Errors and biases in size estimation from membrane-stained images

To define cell boundaries, quantitative microbiologists often use a membrane stain, a fluorescent dye that highlights the cell membrane (or the cell wall, or a tagged fluorescent protein which localises to the cell’s periplasm), creating a bright outline in the image15. Researchers have developed algorithms to identify the cell boundary by either setting a threshold on the brightness of the membrane-stained cells or by locating the brightest contour16,17. To assess the errors and biases in our estimation of cell boundaries from images of membrane-stained cells, we generated digital images of bacteria stained with a membrane marker. When we isolate the effects of projection and diffraction in synthetic images of a membrane-stained cell, we observe that projection causes a notable shift of the intensity distribution towards the cell’s centre. This shift is further illustrated in Fig. 2b, in the corresponding radial intensity profile. Such a shift leads to an underestimation of cell dimensions, especially cell width, which is typically estimated from the interpeak distance. Diffraction further exacerbates this intensity shift towards the centre, resulting in an even greater underestimation of width. The magnitude of this shift is influenced by the imaging wavelength, as expected due to diffraction (as shown in Fig. 2c). Note: In this discussion, we have focused on cell width estimation from the interpeak distance of radial intensity profiles of such images, due to its pronounced error sensitivity compared to cell length and its quadratic influence on cell volume, significantly affecting overall size estimation.

Our digital experiments indicate that in a typical widefield imaging setup using a 515 nm emission fluorescent dye and a 1.45 NA objective, the width of a 1 µm wide cell is underestimated by approximately 20%, and a 0.5 µm wide cell is underestimated by 40% (Fig. 2c).

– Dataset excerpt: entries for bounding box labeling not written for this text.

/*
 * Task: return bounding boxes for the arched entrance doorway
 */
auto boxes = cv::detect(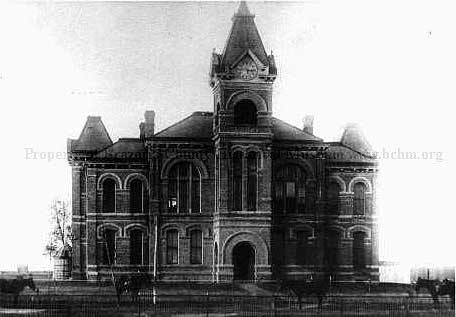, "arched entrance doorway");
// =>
[233,242,255,280]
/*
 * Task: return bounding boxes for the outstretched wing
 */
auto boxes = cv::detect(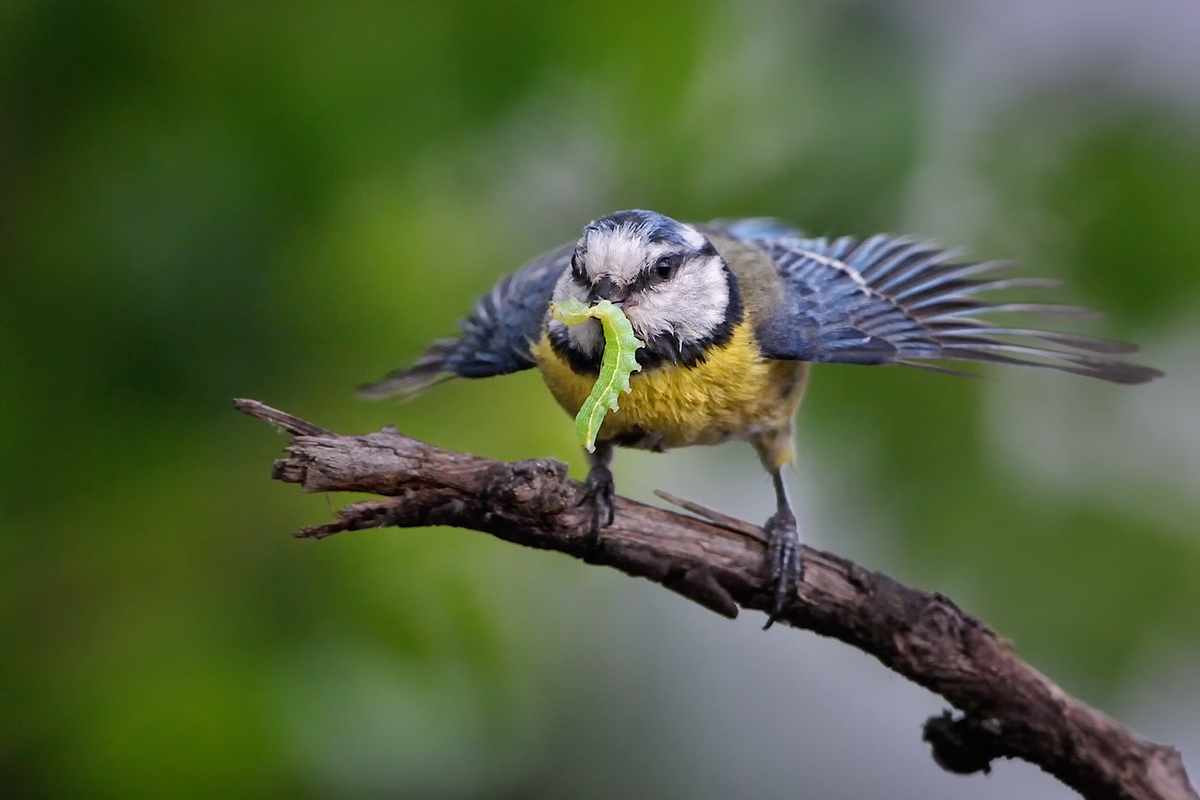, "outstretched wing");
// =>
[359,245,574,397]
[754,235,1162,384]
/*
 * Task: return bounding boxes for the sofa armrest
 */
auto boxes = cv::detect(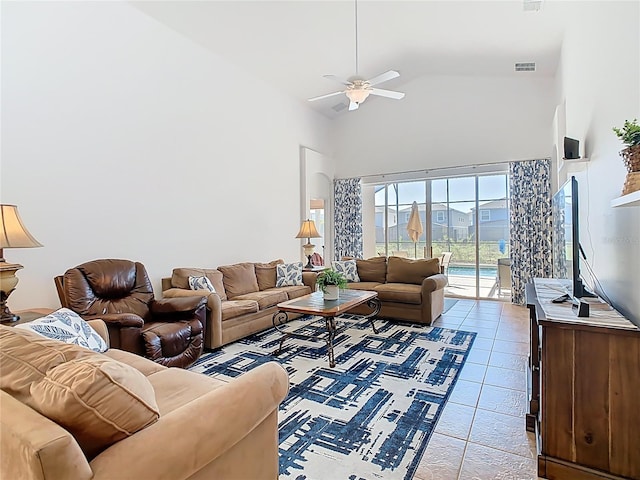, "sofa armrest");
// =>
[149,295,207,316]
[90,362,289,480]
[422,273,449,294]
[162,288,222,348]
[83,313,144,328]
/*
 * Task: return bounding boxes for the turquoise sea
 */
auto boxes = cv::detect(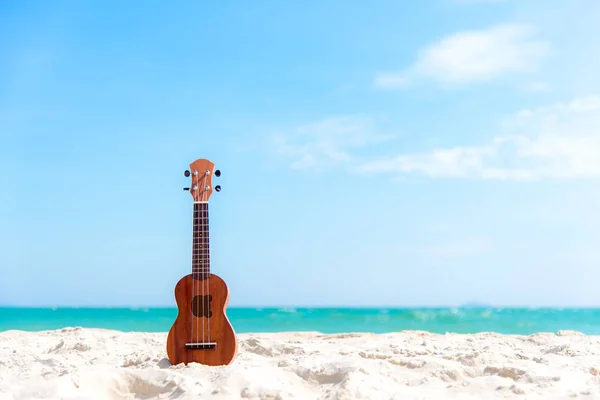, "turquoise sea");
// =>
[0,308,600,335]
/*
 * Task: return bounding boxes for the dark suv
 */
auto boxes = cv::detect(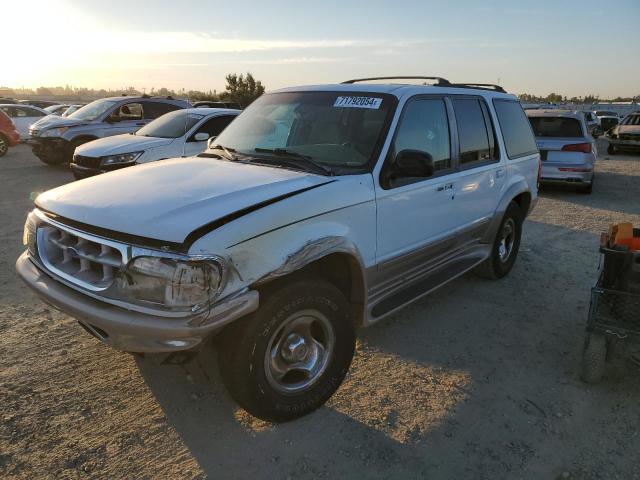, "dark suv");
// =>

The extent of underestimation is higher for dyes with longer wavelength (Fig. 2c) and for cells narrower than 0.6 µm in width, stained with a red fluorescent dye (emission wavelength = 700 nm), two separate peaks are not observable due to diffraction blur (Fig. 2i), meaning the width cannot even be estimated. These findings underscore the major biases and limitations of this method for cell size estimation in existing literature.

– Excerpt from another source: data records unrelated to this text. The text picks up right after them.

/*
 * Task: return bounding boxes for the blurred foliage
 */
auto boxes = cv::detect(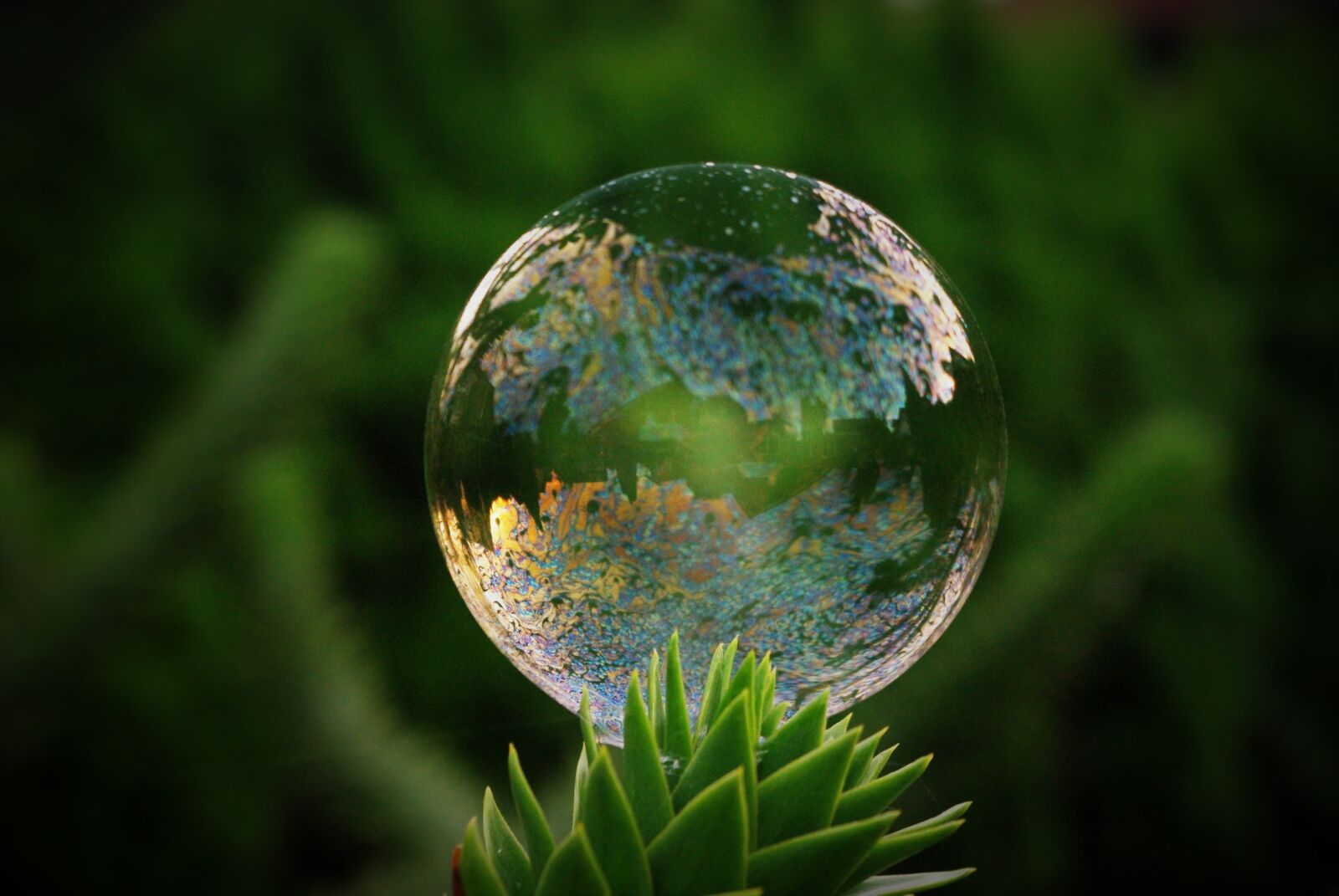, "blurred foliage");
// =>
[0,0,1339,894]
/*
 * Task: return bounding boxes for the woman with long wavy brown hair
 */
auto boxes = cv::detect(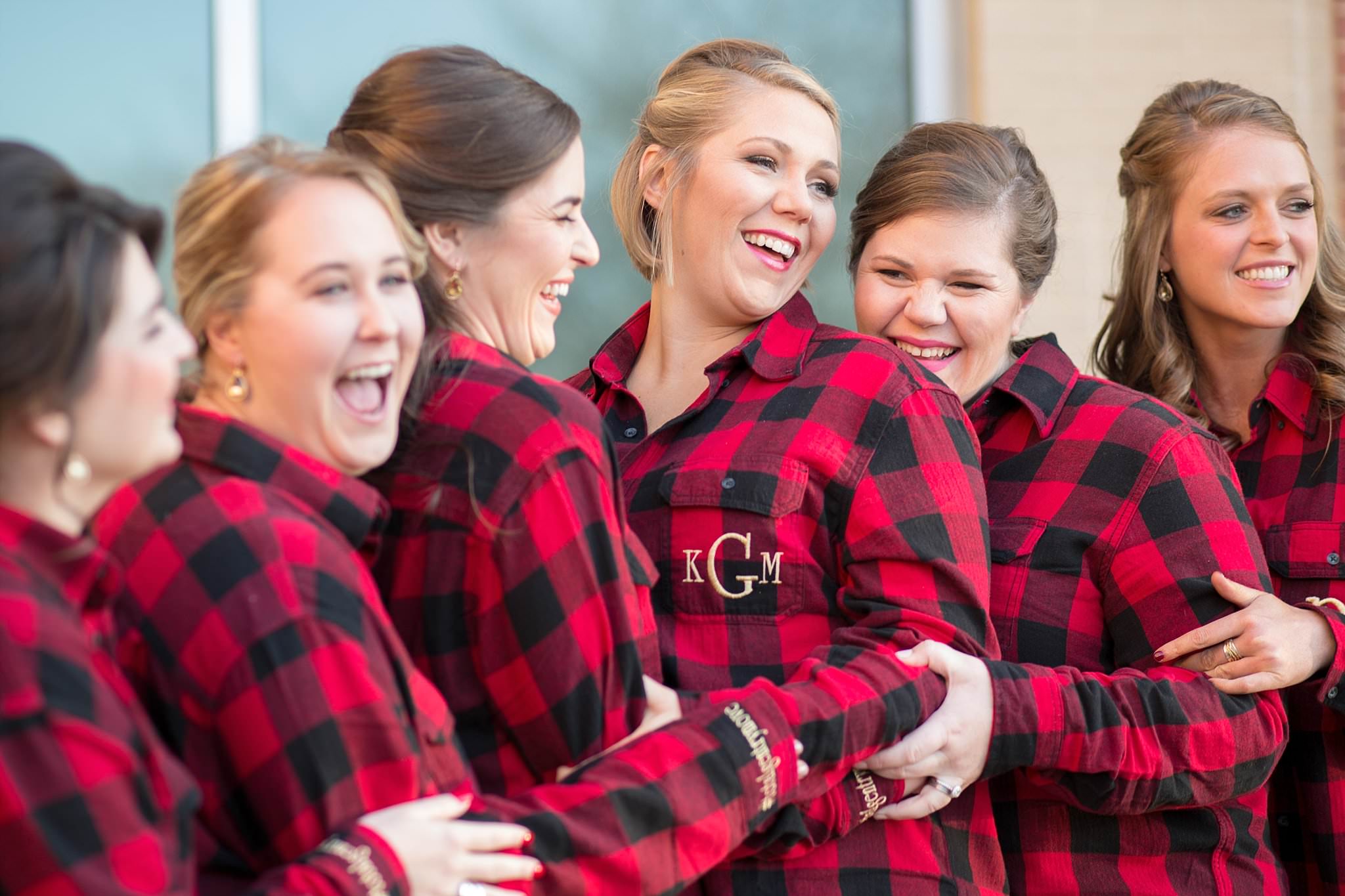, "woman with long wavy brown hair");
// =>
[1093,81,1345,892]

To validate the predictions from our digital experiments, we labelled the peptidoglycan layer of individual E. coli cells with two distinct stains emitting at different wavelengths (HADA = 450 nm and RADA = 580 nm), both being fluorescent d-amino acids (FDAAs). We expect these stains to integrate into the same location in the peptidoglycan layer. However, radial intensity profiles revealed a notable inward shift in the intensity peaks of the longer wavelength dye (RADA) compared to the shorter-wavelength counterpart (HADA) (inset – Fig. 2d), consistent with our simulated profiles in Fig. 2c. Analysing 137 cells, we found that RADA, with the longer wavelength, led to significantly more underestimation of cell width compared to HADA (see Fig. 2e, with additional image examples in Supplementary Information 2). These results validate our prediction about diffraction effects on width estimation. However, since the effects of diffraction on the peak position is dependent on the extent of projection, these effects cannot be eliminated by deconvolution using the PSF, as 2D deconvolution is unable to eliminate the projection effects (shown in Fig. 2f and Supplementary Information 3). 3D deconvolution would partially address this problem, but it is not compatible with single-plane widefield images that are typically acquired during time-resolved imaging of microcolonies. Instead, using superresolution imaging where diffraction effects are minimised (such as SIM, STED, or PALM18,19,20,21) could help, or employing an imaging system with a shallower depth of field compared to the cell depth (such as a confocal microscope) could also reduce the effects of projection and mitigate the resulting shift from diffraction effects (detailed in Supplementary Information 4).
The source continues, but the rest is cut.